Изменить размер шрифта - +
  Над  ним
          держалось в воздухе что-то в виде огромного пузыря, с тысячью протянутых  из
          середины клещей и скорпионьих жал. Черная земля висела на них  клоками.  Все
          глядели на него, искали и не могли  увидеть  его,  окруженного  таинственным
          кругом.
               - Приведите Вия! ступайте за Вием!- раздались слова мертвеца.
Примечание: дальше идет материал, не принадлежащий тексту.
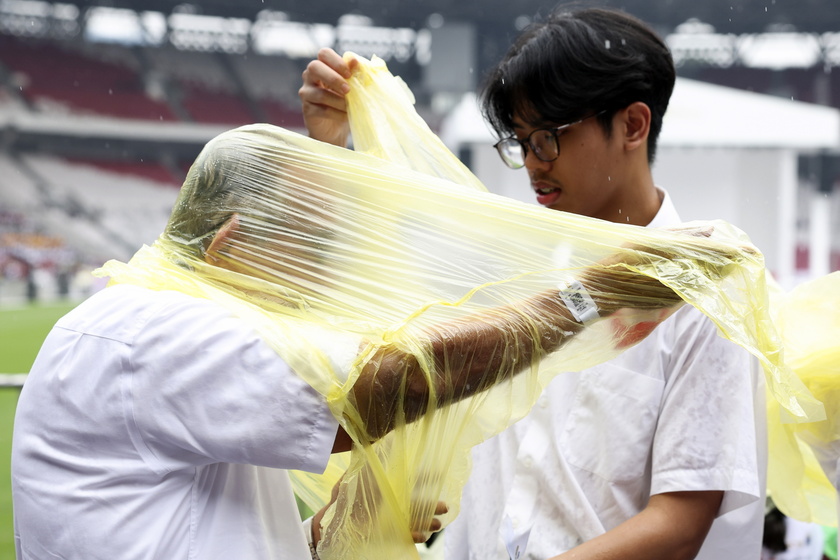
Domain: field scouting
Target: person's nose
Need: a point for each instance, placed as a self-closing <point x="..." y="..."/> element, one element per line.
<point x="533" y="163"/>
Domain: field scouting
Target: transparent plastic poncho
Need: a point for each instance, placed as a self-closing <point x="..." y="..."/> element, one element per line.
<point x="449" y="292"/>
<point x="802" y="474"/>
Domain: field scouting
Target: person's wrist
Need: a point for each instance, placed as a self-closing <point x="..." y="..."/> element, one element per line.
<point x="308" y="529"/>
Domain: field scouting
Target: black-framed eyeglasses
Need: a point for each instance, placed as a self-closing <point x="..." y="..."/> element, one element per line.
<point x="542" y="141"/>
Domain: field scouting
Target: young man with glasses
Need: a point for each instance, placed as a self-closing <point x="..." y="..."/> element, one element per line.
<point x="659" y="453"/>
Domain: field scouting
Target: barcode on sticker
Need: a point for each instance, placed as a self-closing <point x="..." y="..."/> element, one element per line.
<point x="579" y="302"/>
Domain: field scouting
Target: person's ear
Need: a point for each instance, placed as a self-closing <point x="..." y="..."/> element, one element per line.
<point x="636" y="125"/>
<point x="223" y="236"/>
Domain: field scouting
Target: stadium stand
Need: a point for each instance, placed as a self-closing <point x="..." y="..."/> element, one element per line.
<point x="55" y="78"/>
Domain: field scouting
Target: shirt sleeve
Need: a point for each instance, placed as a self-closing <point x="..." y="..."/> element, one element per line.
<point x="204" y="387"/>
<point x="707" y="435"/>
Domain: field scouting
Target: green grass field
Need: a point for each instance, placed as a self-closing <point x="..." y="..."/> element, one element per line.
<point x="22" y="330"/>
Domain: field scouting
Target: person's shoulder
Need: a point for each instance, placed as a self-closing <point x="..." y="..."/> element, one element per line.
<point x="121" y="311"/>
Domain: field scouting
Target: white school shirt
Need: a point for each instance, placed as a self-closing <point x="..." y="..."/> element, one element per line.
<point x="154" y="425"/>
<point x="682" y="410"/>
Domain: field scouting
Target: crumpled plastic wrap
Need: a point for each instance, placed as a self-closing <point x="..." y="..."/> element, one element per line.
<point x="802" y="474"/>
<point x="448" y="292"/>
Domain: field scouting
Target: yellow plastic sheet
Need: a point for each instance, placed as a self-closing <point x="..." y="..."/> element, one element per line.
<point x="448" y="292"/>
<point x="802" y="471"/>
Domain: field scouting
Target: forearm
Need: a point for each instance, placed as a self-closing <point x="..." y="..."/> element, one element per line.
<point x="473" y="354"/>
<point x="672" y="527"/>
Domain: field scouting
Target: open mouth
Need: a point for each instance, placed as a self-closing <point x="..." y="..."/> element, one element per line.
<point x="547" y="194"/>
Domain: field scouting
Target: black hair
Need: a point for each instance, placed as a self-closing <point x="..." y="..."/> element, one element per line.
<point x="576" y="63"/>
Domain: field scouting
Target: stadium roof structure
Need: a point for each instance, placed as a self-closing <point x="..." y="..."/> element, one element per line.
<point x="727" y="16"/>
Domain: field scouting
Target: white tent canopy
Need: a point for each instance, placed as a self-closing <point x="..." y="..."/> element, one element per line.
<point x="723" y="153"/>
<point x="700" y="115"/>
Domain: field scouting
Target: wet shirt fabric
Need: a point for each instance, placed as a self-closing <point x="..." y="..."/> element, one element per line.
<point x="310" y="245"/>
<point x="135" y="441"/>
<point x="681" y="411"/>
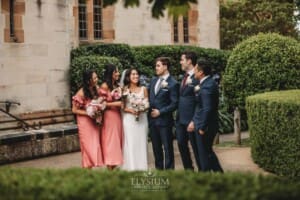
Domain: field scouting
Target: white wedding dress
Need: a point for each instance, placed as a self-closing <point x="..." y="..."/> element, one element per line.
<point x="135" y="137"/>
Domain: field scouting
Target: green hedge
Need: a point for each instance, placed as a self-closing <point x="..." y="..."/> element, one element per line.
<point x="79" y="64"/>
<point x="89" y="184"/>
<point x="145" y="57"/>
<point x="242" y="19"/>
<point x="121" y="51"/>
<point x="262" y="63"/>
<point x="274" y="122"/>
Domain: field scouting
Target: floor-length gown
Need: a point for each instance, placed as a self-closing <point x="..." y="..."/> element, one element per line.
<point x="89" y="136"/>
<point x="135" y="137"/>
<point x="112" y="133"/>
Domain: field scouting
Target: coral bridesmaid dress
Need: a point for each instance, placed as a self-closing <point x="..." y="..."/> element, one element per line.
<point x="112" y="134"/>
<point x="89" y="137"/>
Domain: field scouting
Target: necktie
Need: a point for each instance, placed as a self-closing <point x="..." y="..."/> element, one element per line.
<point x="184" y="80"/>
<point x="158" y="85"/>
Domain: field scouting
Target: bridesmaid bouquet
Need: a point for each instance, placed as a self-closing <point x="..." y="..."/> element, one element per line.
<point x="95" y="109"/>
<point x="116" y="94"/>
<point x="139" y="105"/>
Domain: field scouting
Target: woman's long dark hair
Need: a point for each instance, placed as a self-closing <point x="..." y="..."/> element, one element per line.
<point x="109" y="69"/>
<point x="86" y="79"/>
<point x="127" y="76"/>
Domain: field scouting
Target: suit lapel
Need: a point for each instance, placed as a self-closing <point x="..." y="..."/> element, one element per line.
<point x="153" y="86"/>
<point x="167" y="80"/>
               И вдруг настала тишина в церкви; послышалось вдали волчье завыванье,  и
          скоро раздались тяжелые шаги, звучавшие по церкви; взглянув  искоса,  увидел
          он, что ведут какого-то приземистого, дюжего, косолапого человека. Весь  был
          он в черной земле. Как жилистые, крепкие корни,  выдавались  его  засыпанные
          землею ноги и руки. Тяжело ступал  он,  поминутно  оступаясь.  Длинные  веки
          опущены были до самой земли. С ужасом заметил Хома, что  лицо  было  на  нем
          железное. Его привели под руки и прямо поставили к  тому  месту,  где  стоял
          Хома.
               - Подымите мне веки: не вижу! - сказал подземным голосом Вий  -  и  все
          сонмище кинулось подымать ему веки.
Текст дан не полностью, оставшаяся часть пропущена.